Uses a hosted large language model with structured JSON prompts to assign labels and short rationales per chunk. What it uses: semantic reasoning over the transcript text via the model’s weights (not audio diarization). Strengths: handles varied wording and can supply explanations. Language support: for pasted transcripts, pick English or Farsi in the language control; the model uses dedicated English and Persian system prompts (same JSON schema). YouTube captions supply language automatically. Other languages may use the English prompt with an API note. Weaknesses: non-deterministic across runs, possible hallucinations, and sensitivity to prompt wording; not a substitute for domain validation. When it may fail: subtle logic, unstated assumptions, or chunks where the model overfits to keywords. It may disagree with heuristics because it interprets meaning more freely, or with a future classifier because training objectives differ.

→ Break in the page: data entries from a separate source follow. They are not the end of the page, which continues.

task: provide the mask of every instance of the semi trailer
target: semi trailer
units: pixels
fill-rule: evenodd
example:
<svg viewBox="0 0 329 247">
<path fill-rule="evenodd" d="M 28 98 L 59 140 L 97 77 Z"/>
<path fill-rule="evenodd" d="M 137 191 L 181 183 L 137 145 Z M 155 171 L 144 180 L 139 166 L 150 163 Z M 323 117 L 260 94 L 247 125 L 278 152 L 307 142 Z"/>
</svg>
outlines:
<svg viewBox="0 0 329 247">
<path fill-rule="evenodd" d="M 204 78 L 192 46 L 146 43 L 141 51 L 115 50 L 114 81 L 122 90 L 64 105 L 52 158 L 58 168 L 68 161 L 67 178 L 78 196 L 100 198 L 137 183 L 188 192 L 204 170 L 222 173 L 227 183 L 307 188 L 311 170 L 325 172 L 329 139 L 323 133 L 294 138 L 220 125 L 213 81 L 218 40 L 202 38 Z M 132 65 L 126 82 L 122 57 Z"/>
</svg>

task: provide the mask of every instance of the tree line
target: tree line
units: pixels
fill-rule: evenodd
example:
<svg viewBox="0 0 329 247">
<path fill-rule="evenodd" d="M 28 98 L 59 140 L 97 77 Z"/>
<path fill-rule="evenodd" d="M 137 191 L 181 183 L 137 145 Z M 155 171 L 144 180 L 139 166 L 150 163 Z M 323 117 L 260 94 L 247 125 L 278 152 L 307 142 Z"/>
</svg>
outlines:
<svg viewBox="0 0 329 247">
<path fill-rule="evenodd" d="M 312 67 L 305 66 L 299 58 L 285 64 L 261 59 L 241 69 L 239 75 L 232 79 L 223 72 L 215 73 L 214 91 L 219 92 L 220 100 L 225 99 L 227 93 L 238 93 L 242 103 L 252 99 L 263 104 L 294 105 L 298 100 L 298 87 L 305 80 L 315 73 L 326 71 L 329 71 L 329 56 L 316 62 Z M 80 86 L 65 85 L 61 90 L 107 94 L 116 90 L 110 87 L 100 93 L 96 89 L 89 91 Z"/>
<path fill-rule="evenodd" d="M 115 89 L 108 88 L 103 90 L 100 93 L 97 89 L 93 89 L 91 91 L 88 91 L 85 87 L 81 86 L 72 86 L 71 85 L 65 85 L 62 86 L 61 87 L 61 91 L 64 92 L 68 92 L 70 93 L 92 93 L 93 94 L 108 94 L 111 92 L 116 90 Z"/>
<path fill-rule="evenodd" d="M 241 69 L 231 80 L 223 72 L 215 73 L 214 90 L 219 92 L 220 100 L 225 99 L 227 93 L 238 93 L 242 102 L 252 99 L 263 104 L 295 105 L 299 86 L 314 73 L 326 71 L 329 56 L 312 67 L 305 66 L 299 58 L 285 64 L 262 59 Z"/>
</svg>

Heuristics surface explicit cues; classifiers optimize for training distributions; LLMs infer loosely from natural language. The same chunk might trigger a rule, score high in a model, and be rejected by an LLM — or the reverse. Treat disagreement as a signal to read the source text, not as proof that one method is “right.” Compare outputs cautiously and avoid using any single method alone for high-stakes conclusions.